L.A. to Lay Off Teachers, as Seniority Questions Mount
Everyone is all a-twitter (ha!) over the Race to the Top Finalists. But there's another approaching phenomenon that has the potential to affect as many teachers as RTTT, if not more: Layoffs.
Exhibit A: Los Angeles has sent out pink slips to 5,200 teachers. Some of those jobs could be saved if the district and the union reach agreement on alternatives, like furloughs or salary cuts. But it looks likely that some teachers will get the axe.
Unsurprisingly, analysts are taking a closer look at last-hired, first-fired layoff policies. The National Council on Teacher Quality, anticipating a flurry of media stories on the issue, put out this primer a couple of weeks back. And here I will shamelessly plug my own story on the issue from 2009.

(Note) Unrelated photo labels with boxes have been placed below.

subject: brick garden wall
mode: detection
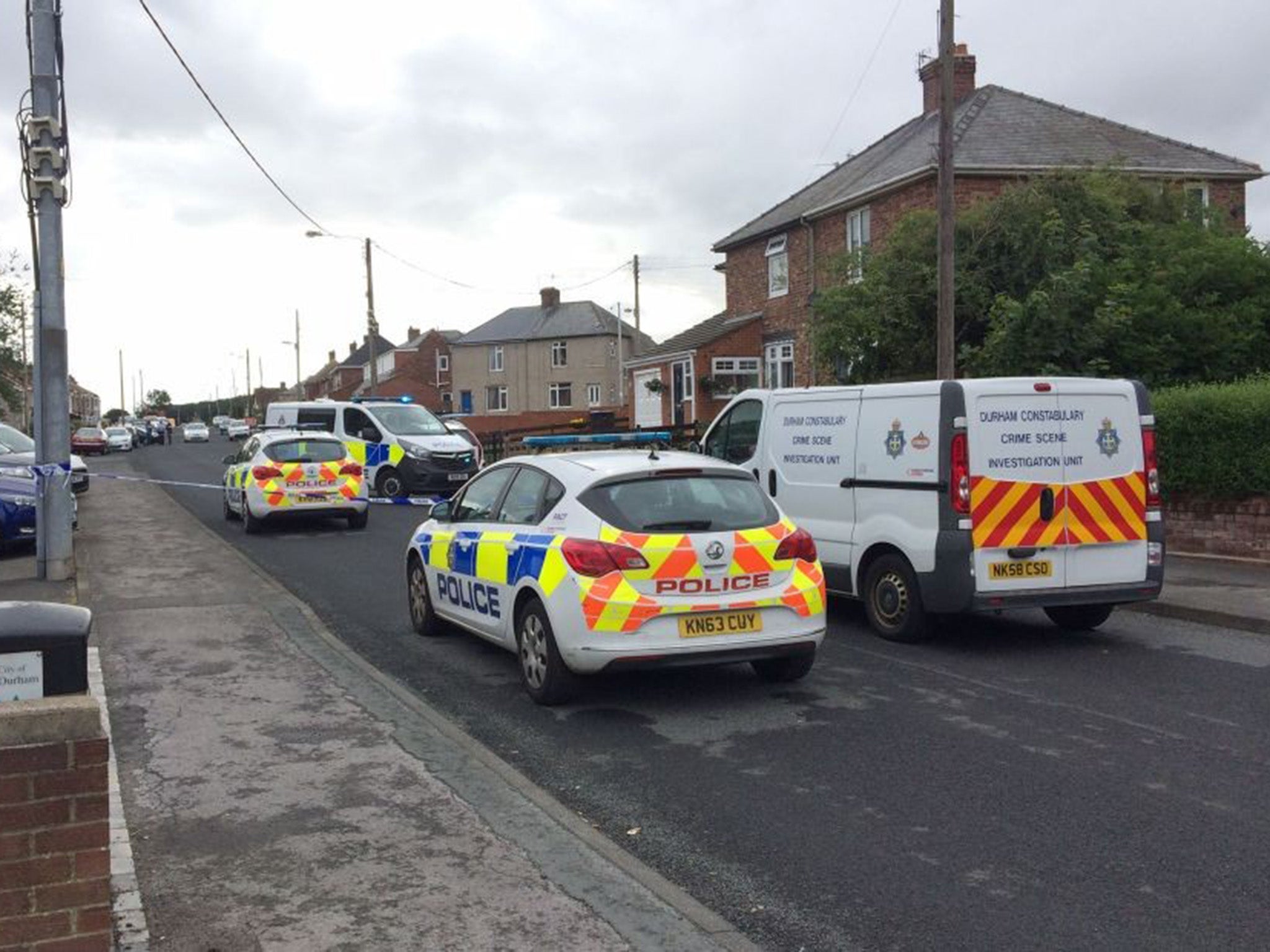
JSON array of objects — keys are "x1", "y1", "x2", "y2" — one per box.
[
  {"x1": 0, "y1": 736, "x2": 112, "y2": 952},
  {"x1": 1165, "y1": 496, "x2": 1270, "y2": 562}
]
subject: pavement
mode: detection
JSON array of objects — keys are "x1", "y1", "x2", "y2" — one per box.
[
  {"x1": 0, "y1": 480, "x2": 1270, "y2": 950},
  {"x1": 61, "y1": 480, "x2": 750, "y2": 950}
]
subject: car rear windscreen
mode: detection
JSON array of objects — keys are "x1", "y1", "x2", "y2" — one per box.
[
  {"x1": 579, "y1": 474, "x2": 779, "y2": 532},
  {"x1": 264, "y1": 439, "x2": 344, "y2": 464}
]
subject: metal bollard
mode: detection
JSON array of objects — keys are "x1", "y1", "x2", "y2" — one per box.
[{"x1": 0, "y1": 602, "x2": 93, "y2": 702}]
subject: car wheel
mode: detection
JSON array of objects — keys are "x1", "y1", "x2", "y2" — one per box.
[
  {"x1": 375, "y1": 466, "x2": 405, "y2": 499},
  {"x1": 515, "y1": 599, "x2": 578, "y2": 707},
  {"x1": 241, "y1": 494, "x2": 264, "y2": 536},
  {"x1": 749, "y1": 651, "x2": 815, "y2": 684},
  {"x1": 863, "y1": 553, "x2": 930, "y2": 643},
  {"x1": 1046, "y1": 606, "x2": 1115, "y2": 631},
  {"x1": 405, "y1": 552, "x2": 441, "y2": 637}
]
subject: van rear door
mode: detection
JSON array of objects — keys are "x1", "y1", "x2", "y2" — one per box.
[
  {"x1": 1054, "y1": 379, "x2": 1147, "y2": 586},
  {"x1": 961, "y1": 379, "x2": 1068, "y2": 593}
]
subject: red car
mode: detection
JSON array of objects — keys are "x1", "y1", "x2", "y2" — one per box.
[{"x1": 71, "y1": 426, "x2": 109, "y2": 456}]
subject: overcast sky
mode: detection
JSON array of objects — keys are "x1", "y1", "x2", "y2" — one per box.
[{"x1": 0, "y1": 0, "x2": 1270, "y2": 408}]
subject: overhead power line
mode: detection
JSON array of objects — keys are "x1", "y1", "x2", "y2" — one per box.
[{"x1": 137, "y1": 0, "x2": 326, "y2": 231}]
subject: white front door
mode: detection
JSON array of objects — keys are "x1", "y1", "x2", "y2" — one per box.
[{"x1": 633, "y1": 369, "x2": 662, "y2": 429}]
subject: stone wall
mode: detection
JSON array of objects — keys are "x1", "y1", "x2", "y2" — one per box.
[{"x1": 1165, "y1": 496, "x2": 1270, "y2": 561}]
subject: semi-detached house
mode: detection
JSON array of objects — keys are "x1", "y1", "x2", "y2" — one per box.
[{"x1": 706, "y1": 45, "x2": 1265, "y2": 393}]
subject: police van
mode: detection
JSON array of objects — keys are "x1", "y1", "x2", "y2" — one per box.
[
  {"x1": 264, "y1": 397, "x2": 479, "y2": 496},
  {"x1": 701, "y1": 378, "x2": 1165, "y2": 641}
]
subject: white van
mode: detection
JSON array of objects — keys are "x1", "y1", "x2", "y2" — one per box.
[
  {"x1": 264, "y1": 397, "x2": 477, "y2": 498},
  {"x1": 703, "y1": 378, "x2": 1165, "y2": 641}
]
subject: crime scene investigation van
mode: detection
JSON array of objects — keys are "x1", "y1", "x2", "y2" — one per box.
[
  {"x1": 264, "y1": 397, "x2": 479, "y2": 498},
  {"x1": 701, "y1": 378, "x2": 1165, "y2": 641}
]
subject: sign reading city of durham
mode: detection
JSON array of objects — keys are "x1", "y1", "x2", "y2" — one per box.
[{"x1": 0, "y1": 651, "x2": 45, "y2": 700}]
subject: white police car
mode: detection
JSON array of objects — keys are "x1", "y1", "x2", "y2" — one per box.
[
  {"x1": 221, "y1": 429, "x2": 370, "y2": 533},
  {"x1": 405, "y1": 434, "x2": 824, "y2": 705}
]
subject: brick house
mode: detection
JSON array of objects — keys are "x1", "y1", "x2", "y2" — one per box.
[
  {"x1": 451, "y1": 288, "x2": 653, "y2": 419},
  {"x1": 714, "y1": 45, "x2": 1265, "y2": 386},
  {"x1": 626, "y1": 311, "x2": 763, "y2": 428}
]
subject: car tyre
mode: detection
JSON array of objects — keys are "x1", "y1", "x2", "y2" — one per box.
[
  {"x1": 749, "y1": 651, "x2": 815, "y2": 684},
  {"x1": 861, "y1": 552, "x2": 930, "y2": 643},
  {"x1": 1046, "y1": 606, "x2": 1115, "y2": 631},
  {"x1": 241, "y1": 494, "x2": 264, "y2": 536},
  {"x1": 375, "y1": 466, "x2": 406, "y2": 499},
  {"x1": 405, "y1": 552, "x2": 441, "y2": 637},
  {"x1": 515, "y1": 598, "x2": 578, "y2": 707}
]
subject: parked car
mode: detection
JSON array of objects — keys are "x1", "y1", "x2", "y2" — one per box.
[
  {"x1": 71, "y1": 426, "x2": 110, "y2": 456},
  {"x1": 105, "y1": 426, "x2": 132, "y2": 453},
  {"x1": 0, "y1": 423, "x2": 87, "y2": 493}
]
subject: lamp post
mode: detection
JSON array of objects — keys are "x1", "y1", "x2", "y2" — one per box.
[{"x1": 306, "y1": 229, "x2": 380, "y2": 394}]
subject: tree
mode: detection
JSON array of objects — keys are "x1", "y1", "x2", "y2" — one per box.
[{"x1": 815, "y1": 171, "x2": 1270, "y2": 386}]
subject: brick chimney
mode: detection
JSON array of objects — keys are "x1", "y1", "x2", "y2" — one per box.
[{"x1": 917, "y1": 43, "x2": 974, "y2": 115}]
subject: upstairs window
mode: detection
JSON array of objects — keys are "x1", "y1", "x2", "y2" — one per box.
[
  {"x1": 847, "y1": 208, "x2": 871, "y2": 281},
  {"x1": 767, "y1": 235, "x2": 790, "y2": 297}
]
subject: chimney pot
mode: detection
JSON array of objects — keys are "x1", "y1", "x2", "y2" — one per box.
[{"x1": 917, "y1": 43, "x2": 975, "y2": 115}]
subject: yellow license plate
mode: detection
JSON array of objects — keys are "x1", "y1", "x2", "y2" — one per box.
[
  {"x1": 988, "y1": 558, "x2": 1054, "y2": 581},
  {"x1": 680, "y1": 612, "x2": 763, "y2": 638}
]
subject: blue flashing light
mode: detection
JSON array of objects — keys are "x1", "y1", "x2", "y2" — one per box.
[{"x1": 523, "y1": 430, "x2": 670, "y2": 447}]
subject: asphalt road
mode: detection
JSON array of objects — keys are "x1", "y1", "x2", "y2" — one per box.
[{"x1": 90, "y1": 438, "x2": 1270, "y2": 950}]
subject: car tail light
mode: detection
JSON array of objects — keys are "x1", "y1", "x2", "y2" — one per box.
[
  {"x1": 1142, "y1": 429, "x2": 1160, "y2": 509},
  {"x1": 560, "y1": 538, "x2": 647, "y2": 578},
  {"x1": 949, "y1": 433, "x2": 970, "y2": 515},
  {"x1": 773, "y1": 529, "x2": 815, "y2": 562}
]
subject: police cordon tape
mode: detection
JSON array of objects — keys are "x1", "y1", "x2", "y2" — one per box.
[{"x1": 86, "y1": 472, "x2": 441, "y2": 505}]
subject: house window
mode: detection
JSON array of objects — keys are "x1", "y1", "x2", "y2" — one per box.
[
  {"x1": 763, "y1": 340, "x2": 794, "y2": 387},
  {"x1": 1183, "y1": 182, "x2": 1208, "y2": 224},
  {"x1": 548, "y1": 383, "x2": 573, "y2": 410},
  {"x1": 710, "y1": 356, "x2": 761, "y2": 397},
  {"x1": 847, "y1": 208, "x2": 871, "y2": 281},
  {"x1": 767, "y1": 235, "x2": 790, "y2": 297}
]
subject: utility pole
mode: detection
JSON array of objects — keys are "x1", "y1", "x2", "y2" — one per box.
[
  {"x1": 23, "y1": 0, "x2": 75, "y2": 581},
  {"x1": 935, "y1": 0, "x2": 956, "y2": 379},
  {"x1": 629, "y1": 255, "x2": 640, "y2": 356},
  {"x1": 363, "y1": 239, "x2": 380, "y2": 394}
]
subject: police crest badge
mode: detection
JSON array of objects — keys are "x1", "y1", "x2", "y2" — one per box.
[
  {"x1": 887, "y1": 420, "x2": 908, "y2": 459},
  {"x1": 1097, "y1": 416, "x2": 1120, "y2": 457}
]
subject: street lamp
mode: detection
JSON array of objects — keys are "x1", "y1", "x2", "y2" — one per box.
[{"x1": 306, "y1": 229, "x2": 380, "y2": 394}]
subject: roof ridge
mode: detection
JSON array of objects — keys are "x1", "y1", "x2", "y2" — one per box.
[
  {"x1": 983, "y1": 84, "x2": 1264, "y2": 171},
  {"x1": 710, "y1": 114, "x2": 926, "y2": 250}
]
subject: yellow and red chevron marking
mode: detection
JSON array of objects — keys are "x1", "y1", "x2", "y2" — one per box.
[{"x1": 970, "y1": 472, "x2": 1147, "y2": 549}]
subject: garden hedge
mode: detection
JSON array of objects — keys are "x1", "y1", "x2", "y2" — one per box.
[{"x1": 1152, "y1": 376, "x2": 1270, "y2": 499}]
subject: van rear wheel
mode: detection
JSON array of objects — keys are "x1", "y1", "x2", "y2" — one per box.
[
  {"x1": 1046, "y1": 606, "x2": 1115, "y2": 631},
  {"x1": 861, "y1": 553, "x2": 930, "y2": 643}
]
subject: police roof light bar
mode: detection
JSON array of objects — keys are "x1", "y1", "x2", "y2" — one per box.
[{"x1": 522, "y1": 430, "x2": 670, "y2": 452}]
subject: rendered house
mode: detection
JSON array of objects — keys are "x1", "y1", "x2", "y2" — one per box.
[{"x1": 714, "y1": 45, "x2": 1265, "y2": 386}]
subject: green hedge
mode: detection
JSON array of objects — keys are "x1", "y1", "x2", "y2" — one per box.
[{"x1": 1152, "y1": 376, "x2": 1270, "y2": 499}]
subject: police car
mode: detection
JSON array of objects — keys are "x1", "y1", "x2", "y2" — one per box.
[
  {"x1": 405, "y1": 434, "x2": 824, "y2": 705},
  {"x1": 221, "y1": 429, "x2": 370, "y2": 533}
]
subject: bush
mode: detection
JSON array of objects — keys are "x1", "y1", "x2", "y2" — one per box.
[{"x1": 1152, "y1": 376, "x2": 1270, "y2": 499}]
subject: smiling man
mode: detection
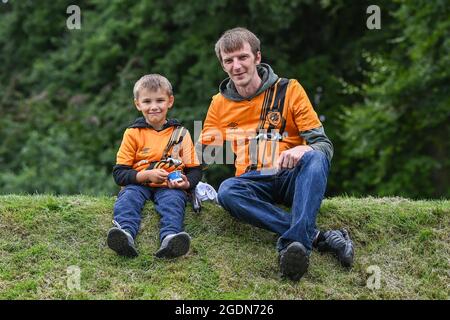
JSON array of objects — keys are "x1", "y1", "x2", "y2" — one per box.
[{"x1": 200, "y1": 28, "x2": 354, "y2": 281}]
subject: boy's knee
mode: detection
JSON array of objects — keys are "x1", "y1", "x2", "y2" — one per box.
[
  {"x1": 302, "y1": 150, "x2": 328, "y2": 169},
  {"x1": 217, "y1": 178, "x2": 240, "y2": 207}
]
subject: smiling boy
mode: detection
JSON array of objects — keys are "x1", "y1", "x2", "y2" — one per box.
[{"x1": 107, "y1": 74, "x2": 202, "y2": 258}]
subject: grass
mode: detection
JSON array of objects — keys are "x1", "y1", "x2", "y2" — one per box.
[{"x1": 0, "y1": 195, "x2": 450, "y2": 299}]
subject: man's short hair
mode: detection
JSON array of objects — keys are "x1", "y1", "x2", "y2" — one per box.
[
  {"x1": 133, "y1": 73, "x2": 173, "y2": 100},
  {"x1": 215, "y1": 27, "x2": 261, "y2": 64}
]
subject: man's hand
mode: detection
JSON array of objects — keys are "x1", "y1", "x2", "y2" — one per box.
[
  {"x1": 136, "y1": 169, "x2": 169, "y2": 183},
  {"x1": 277, "y1": 146, "x2": 313, "y2": 169},
  {"x1": 167, "y1": 174, "x2": 191, "y2": 190}
]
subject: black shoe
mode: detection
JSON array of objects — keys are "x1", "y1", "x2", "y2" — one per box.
[
  {"x1": 155, "y1": 232, "x2": 191, "y2": 259},
  {"x1": 279, "y1": 242, "x2": 309, "y2": 281},
  {"x1": 317, "y1": 229, "x2": 355, "y2": 268},
  {"x1": 106, "y1": 227, "x2": 138, "y2": 258}
]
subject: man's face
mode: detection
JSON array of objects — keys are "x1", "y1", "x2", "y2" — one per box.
[
  {"x1": 221, "y1": 42, "x2": 261, "y2": 88},
  {"x1": 134, "y1": 89, "x2": 174, "y2": 127}
]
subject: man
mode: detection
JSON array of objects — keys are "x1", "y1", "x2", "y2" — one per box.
[{"x1": 200, "y1": 28, "x2": 354, "y2": 281}]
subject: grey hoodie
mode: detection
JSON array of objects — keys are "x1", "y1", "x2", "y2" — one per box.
[{"x1": 219, "y1": 63, "x2": 333, "y2": 163}]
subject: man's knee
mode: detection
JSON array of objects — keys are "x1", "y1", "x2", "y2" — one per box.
[{"x1": 301, "y1": 150, "x2": 329, "y2": 171}]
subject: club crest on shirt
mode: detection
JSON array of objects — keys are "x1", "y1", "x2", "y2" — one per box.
[{"x1": 266, "y1": 111, "x2": 281, "y2": 126}]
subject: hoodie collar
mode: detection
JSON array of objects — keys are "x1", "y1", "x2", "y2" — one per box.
[
  {"x1": 128, "y1": 117, "x2": 182, "y2": 131},
  {"x1": 219, "y1": 63, "x2": 278, "y2": 101}
]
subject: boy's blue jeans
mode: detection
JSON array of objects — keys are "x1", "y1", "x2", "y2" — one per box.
[
  {"x1": 218, "y1": 150, "x2": 329, "y2": 252},
  {"x1": 114, "y1": 184, "x2": 187, "y2": 241}
]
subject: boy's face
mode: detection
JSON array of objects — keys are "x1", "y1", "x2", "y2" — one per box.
[{"x1": 134, "y1": 89, "x2": 174, "y2": 129}]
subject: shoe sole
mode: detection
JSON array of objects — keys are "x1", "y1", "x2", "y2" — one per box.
[
  {"x1": 155, "y1": 233, "x2": 191, "y2": 259},
  {"x1": 280, "y1": 242, "x2": 309, "y2": 281},
  {"x1": 107, "y1": 229, "x2": 138, "y2": 258}
]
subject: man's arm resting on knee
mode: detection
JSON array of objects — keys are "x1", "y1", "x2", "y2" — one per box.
[{"x1": 300, "y1": 126, "x2": 334, "y2": 163}]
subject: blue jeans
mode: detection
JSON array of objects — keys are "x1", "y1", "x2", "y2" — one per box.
[
  {"x1": 114, "y1": 184, "x2": 187, "y2": 241},
  {"x1": 218, "y1": 150, "x2": 329, "y2": 252}
]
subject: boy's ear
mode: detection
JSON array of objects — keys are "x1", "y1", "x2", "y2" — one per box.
[
  {"x1": 169, "y1": 95, "x2": 175, "y2": 109},
  {"x1": 134, "y1": 99, "x2": 141, "y2": 111}
]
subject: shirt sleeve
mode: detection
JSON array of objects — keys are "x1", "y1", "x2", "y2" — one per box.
[
  {"x1": 116, "y1": 129, "x2": 137, "y2": 166},
  {"x1": 287, "y1": 79, "x2": 322, "y2": 132},
  {"x1": 181, "y1": 131, "x2": 200, "y2": 168}
]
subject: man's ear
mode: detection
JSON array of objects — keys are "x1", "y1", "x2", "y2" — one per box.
[
  {"x1": 169, "y1": 95, "x2": 175, "y2": 109},
  {"x1": 134, "y1": 99, "x2": 141, "y2": 111}
]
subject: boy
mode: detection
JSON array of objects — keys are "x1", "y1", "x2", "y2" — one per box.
[{"x1": 107, "y1": 74, "x2": 202, "y2": 258}]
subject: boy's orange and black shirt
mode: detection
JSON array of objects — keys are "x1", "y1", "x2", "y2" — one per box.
[{"x1": 113, "y1": 117, "x2": 202, "y2": 188}]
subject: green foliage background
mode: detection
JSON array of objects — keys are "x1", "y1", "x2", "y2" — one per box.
[{"x1": 0, "y1": 0, "x2": 450, "y2": 198}]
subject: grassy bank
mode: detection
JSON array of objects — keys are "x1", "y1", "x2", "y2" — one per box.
[{"x1": 0, "y1": 195, "x2": 450, "y2": 299}]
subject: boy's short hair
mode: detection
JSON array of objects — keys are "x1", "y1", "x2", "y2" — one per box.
[
  {"x1": 133, "y1": 73, "x2": 173, "y2": 100},
  {"x1": 214, "y1": 27, "x2": 261, "y2": 64}
]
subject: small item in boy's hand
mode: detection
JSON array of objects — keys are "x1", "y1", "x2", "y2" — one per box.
[{"x1": 167, "y1": 170, "x2": 183, "y2": 182}]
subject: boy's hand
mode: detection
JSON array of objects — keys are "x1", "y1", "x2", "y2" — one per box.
[
  {"x1": 167, "y1": 174, "x2": 191, "y2": 190},
  {"x1": 136, "y1": 169, "x2": 169, "y2": 183}
]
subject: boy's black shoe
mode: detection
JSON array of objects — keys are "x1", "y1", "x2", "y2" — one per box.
[
  {"x1": 107, "y1": 227, "x2": 138, "y2": 257},
  {"x1": 279, "y1": 242, "x2": 309, "y2": 281},
  {"x1": 317, "y1": 229, "x2": 355, "y2": 268},
  {"x1": 155, "y1": 232, "x2": 191, "y2": 259}
]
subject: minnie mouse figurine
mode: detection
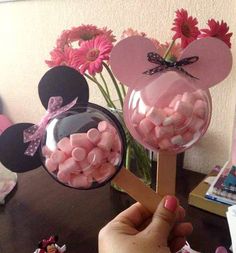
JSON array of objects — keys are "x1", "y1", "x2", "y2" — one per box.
[{"x1": 34, "y1": 236, "x2": 66, "y2": 253}]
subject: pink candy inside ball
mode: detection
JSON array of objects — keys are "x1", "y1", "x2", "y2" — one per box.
[
  {"x1": 42, "y1": 105, "x2": 123, "y2": 189},
  {"x1": 124, "y1": 89, "x2": 211, "y2": 153}
]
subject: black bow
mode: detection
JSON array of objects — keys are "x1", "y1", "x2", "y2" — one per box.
[{"x1": 143, "y1": 52, "x2": 199, "y2": 79}]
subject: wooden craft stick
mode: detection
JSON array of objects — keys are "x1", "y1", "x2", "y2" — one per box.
[
  {"x1": 112, "y1": 168, "x2": 162, "y2": 213},
  {"x1": 156, "y1": 152, "x2": 176, "y2": 197}
]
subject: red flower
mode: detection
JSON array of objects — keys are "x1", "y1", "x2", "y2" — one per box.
[
  {"x1": 171, "y1": 9, "x2": 200, "y2": 48},
  {"x1": 199, "y1": 19, "x2": 233, "y2": 47}
]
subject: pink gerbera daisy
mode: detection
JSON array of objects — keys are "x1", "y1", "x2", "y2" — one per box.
[
  {"x1": 199, "y1": 19, "x2": 233, "y2": 47},
  {"x1": 171, "y1": 9, "x2": 200, "y2": 48},
  {"x1": 45, "y1": 48, "x2": 65, "y2": 68},
  {"x1": 76, "y1": 35, "x2": 112, "y2": 75},
  {"x1": 56, "y1": 30, "x2": 71, "y2": 51}
]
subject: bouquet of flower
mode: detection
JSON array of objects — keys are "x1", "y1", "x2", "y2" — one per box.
[{"x1": 46, "y1": 9, "x2": 232, "y2": 186}]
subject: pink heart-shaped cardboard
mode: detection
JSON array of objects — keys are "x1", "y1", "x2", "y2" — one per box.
[
  {"x1": 110, "y1": 36, "x2": 157, "y2": 89},
  {"x1": 110, "y1": 36, "x2": 232, "y2": 90},
  {"x1": 140, "y1": 71, "x2": 196, "y2": 108},
  {"x1": 181, "y1": 37, "x2": 232, "y2": 89}
]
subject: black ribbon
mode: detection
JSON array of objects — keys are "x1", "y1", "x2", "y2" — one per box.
[{"x1": 143, "y1": 52, "x2": 199, "y2": 79}]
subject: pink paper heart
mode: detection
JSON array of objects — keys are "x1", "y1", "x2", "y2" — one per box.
[{"x1": 110, "y1": 36, "x2": 232, "y2": 90}]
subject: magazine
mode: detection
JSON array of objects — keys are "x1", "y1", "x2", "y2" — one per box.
[{"x1": 205, "y1": 163, "x2": 236, "y2": 205}]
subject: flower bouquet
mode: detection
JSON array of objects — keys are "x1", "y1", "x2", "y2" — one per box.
[{"x1": 46, "y1": 9, "x2": 232, "y2": 188}]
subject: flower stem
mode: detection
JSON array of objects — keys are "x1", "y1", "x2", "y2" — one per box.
[
  {"x1": 120, "y1": 83, "x2": 126, "y2": 97},
  {"x1": 102, "y1": 62, "x2": 123, "y2": 108},
  {"x1": 125, "y1": 144, "x2": 131, "y2": 170},
  {"x1": 100, "y1": 72, "x2": 111, "y2": 97},
  {"x1": 163, "y1": 40, "x2": 175, "y2": 59},
  {"x1": 84, "y1": 74, "x2": 116, "y2": 109}
]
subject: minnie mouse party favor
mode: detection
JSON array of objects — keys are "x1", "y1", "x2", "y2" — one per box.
[
  {"x1": 0, "y1": 66, "x2": 160, "y2": 211},
  {"x1": 110, "y1": 36, "x2": 232, "y2": 153}
]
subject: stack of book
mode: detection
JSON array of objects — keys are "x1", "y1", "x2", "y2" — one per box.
[
  {"x1": 205, "y1": 165, "x2": 236, "y2": 205},
  {"x1": 189, "y1": 163, "x2": 236, "y2": 217}
]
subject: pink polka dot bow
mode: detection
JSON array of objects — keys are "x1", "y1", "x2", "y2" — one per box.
[{"x1": 23, "y1": 96, "x2": 77, "y2": 156}]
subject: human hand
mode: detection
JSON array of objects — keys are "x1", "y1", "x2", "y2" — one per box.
[{"x1": 98, "y1": 196, "x2": 192, "y2": 253}]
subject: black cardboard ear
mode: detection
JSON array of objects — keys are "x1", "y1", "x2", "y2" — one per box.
[
  {"x1": 38, "y1": 66, "x2": 89, "y2": 109},
  {"x1": 0, "y1": 123, "x2": 42, "y2": 173}
]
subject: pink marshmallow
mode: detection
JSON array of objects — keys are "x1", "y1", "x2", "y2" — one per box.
[
  {"x1": 111, "y1": 134, "x2": 121, "y2": 152},
  {"x1": 98, "y1": 120, "x2": 117, "y2": 134},
  {"x1": 92, "y1": 163, "x2": 116, "y2": 183},
  {"x1": 70, "y1": 133, "x2": 94, "y2": 152},
  {"x1": 163, "y1": 112, "x2": 185, "y2": 126},
  {"x1": 69, "y1": 173, "x2": 92, "y2": 189},
  {"x1": 45, "y1": 158, "x2": 58, "y2": 172},
  {"x1": 108, "y1": 152, "x2": 121, "y2": 165},
  {"x1": 79, "y1": 159, "x2": 94, "y2": 176},
  {"x1": 59, "y1": 157, "x2": 81, "y2": 173},
  {"x1": 57, "y1": 137, "x2": 73, "y2": 155},
  {"x1": 71, "y1": 147, "x2": 87, "y2": 162},
  {"x1": 131, "y1": 109, "x2": 145, "y2": 124},
  {"x1": 57, "y1": 170, "x2": 71, "y2": 184},
  {"x1": 169, "y1": 94, "x2": 182, "y2": 108},
  {"x1": 163, "y1": 107, "x2": 174, "y2": 117},
  {"x1": 138, "y1": 118, "x2": 155, "y2": 136},
  {"x1": 42, "y1": 146, "x2": 52, "y2": 157},
  {"x1": 188, "y1": 117, "x2": 205, "y2": 133},
  {"x1": 193, "y1": 99, "x2": 207, "y2": 119},
  {"x1": 146, "y1": 107, "x2": 165, "y2": 125},
  {"x1": 181, "y1": 92, "x2": 195, "y2": 104},
  {"x1": 158, "y1": 139, "x2": 172, "y2": 150},
  {"x1": 87, "y1": 148, "x2": 104, "y2": 165},
  {"x1": 155, "y1": 126, "x2": 174, "y2": 139},
  {"x1": 193, "y1": 89, "x2": 206, "y2": 100},
  {"x1": 87, "y1": 128, "x2": 101, "y2": 144},
  {"x1": 174, "y1": 101, "x2": 193, "y2": 117},
  {"x1": 182, "y1": 131, "x2": 193, "y2": 143},
  {"x1": 50, "y1": 149, "x2": 66, "y2": 163},
  {"x1": 97, "y1": 131, "x2": 115, "y2": 151},
  {"x1": 170, "y1": 135, "x2": 184, "y2": 145}
]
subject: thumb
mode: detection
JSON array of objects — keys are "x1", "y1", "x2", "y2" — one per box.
[{"x1": 146, "y1": 196, "x2": 179, "y2": 246}]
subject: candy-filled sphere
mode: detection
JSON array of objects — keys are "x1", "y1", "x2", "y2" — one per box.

There are reasons to think that in California the layoffs will increasingly be viewed through a civil-rights lens. Because novice teachers and long-term substitutes tend to be disproportionately clustered in low-income schools, those schools stand to be decimated by cuts and the resulting forced placements. The American Civil Liberties Union is already beginning a lawsuit saying that LAUSD's cuts violate students in such schools' right to a quality public education.
Now the New Teacher Project steps into the fray with this survey showing that most teachers support consideration of additional factors in layoff decisions. The group surveyed over 9,000 teachers in two urban districts. About 74 percent of teachers in one of the districts supported using other factors. In the other district, 77 percent were on board with the idea. Not surprisingly, non-tenured teachers and those with fewer years of experience were the most inclined to support the use of other factors than veterans.
What's more interesting is the additional measures teachers said they'd like to see in layoffs. Classroom management techniques were the highest-listed factor in both districts, at 57 percent and 63 percent; in both districts more than half of teachers surveyed supported teacher attendance, and about half supported using evaluation ratings. Student performance was among the less-favored factors.
Survey results like this generally should be taken with a grain of salt because of the natural human tendency to support policies in the abstract, but not when they suddenly become more concrete, as in "I support clean energy but don't want my electricity bill to go up." It's one thing to agree in principle with other layoff criteria, but another entirely when your district starts using them and you're two years away from retirement.
Nevertheless, this is compelling evidence that even teachers don't find the current layoff procedures all that defensible. Changing that system will require teachers and districts to put their faith in new evaluation policies. That is a heavy lift indeed.